Integral closure in field of fractions.

Question

Let $I$ be the ideal generated by $2xy+x^2+y^3$ in $\mathbb{R}[x,y]$. Define $A:=\mathbb{R}[x,y]/I$, I want to find the normalisation of $A$, that is, the set $B= \{ a \in \operatorname{Frac} A : a\text{ integral over }A \}$. What standard methods are used to do this? Any hints?

Answer 1

$\mathbb R[\bar x,\bar y]=\mathbb{R}[x,y]/(2xy+x^2+y^3)$ is an integral domain. (Here $\bar x,\bar y$ denote the residue classes of $x,y$ modulo the ideal $(2xy+x^2+y^3)$.)
Then $\bar x/\bar y$ belongs to the field of fractions, and moreover $(\bar x/\bar y)^2+2(\bar x/\bar y)+\bar y=0$, that is, $\bar x/\bar y$ is integral over $\mathbb R[\bar x,\bar y]$.

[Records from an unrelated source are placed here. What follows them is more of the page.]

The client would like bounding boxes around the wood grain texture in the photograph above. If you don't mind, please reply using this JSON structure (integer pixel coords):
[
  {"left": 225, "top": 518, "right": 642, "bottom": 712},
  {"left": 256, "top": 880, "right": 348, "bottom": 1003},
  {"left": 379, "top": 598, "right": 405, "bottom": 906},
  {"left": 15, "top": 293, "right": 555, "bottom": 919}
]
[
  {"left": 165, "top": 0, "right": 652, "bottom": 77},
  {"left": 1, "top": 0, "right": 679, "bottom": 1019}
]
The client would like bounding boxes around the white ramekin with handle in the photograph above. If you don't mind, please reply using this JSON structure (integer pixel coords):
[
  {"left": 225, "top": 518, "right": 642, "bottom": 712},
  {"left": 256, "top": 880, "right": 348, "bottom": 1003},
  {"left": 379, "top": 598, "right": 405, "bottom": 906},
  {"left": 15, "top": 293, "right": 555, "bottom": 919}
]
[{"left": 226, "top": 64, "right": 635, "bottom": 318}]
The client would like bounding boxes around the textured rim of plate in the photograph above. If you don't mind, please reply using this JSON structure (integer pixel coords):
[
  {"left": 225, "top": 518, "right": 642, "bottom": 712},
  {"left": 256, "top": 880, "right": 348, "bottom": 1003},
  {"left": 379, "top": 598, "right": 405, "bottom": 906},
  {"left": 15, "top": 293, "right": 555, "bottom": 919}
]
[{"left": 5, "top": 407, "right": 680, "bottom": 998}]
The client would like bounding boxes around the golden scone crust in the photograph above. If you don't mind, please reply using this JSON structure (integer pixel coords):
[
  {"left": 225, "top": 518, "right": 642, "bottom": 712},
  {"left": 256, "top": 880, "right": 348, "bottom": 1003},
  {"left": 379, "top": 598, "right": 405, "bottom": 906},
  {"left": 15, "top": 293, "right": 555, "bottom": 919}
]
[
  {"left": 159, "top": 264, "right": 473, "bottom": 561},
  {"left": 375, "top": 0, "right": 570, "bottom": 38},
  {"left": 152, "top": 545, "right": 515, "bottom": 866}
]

Now let's take a look at the ring $\mathbb R[\bar x,\bar y,\bar x/\bar y]$: it is in fact isomorphic to $$\mathbb R[x,y,t]/(2xy+x^2+y^3,ty-x,t^2+2t+y)$$ which is, at its turn, isomorphic to $\mathbb R[y,t]/(t^2+2t+y)\simeq\mathbb R[t]$, and therefore integrally closed.

We thus proved that the integral closure of $\mathbb R[\bar x,\bar y]$ is $\mathbb R[\bar x,\bar y,\bar x/\bar y]$.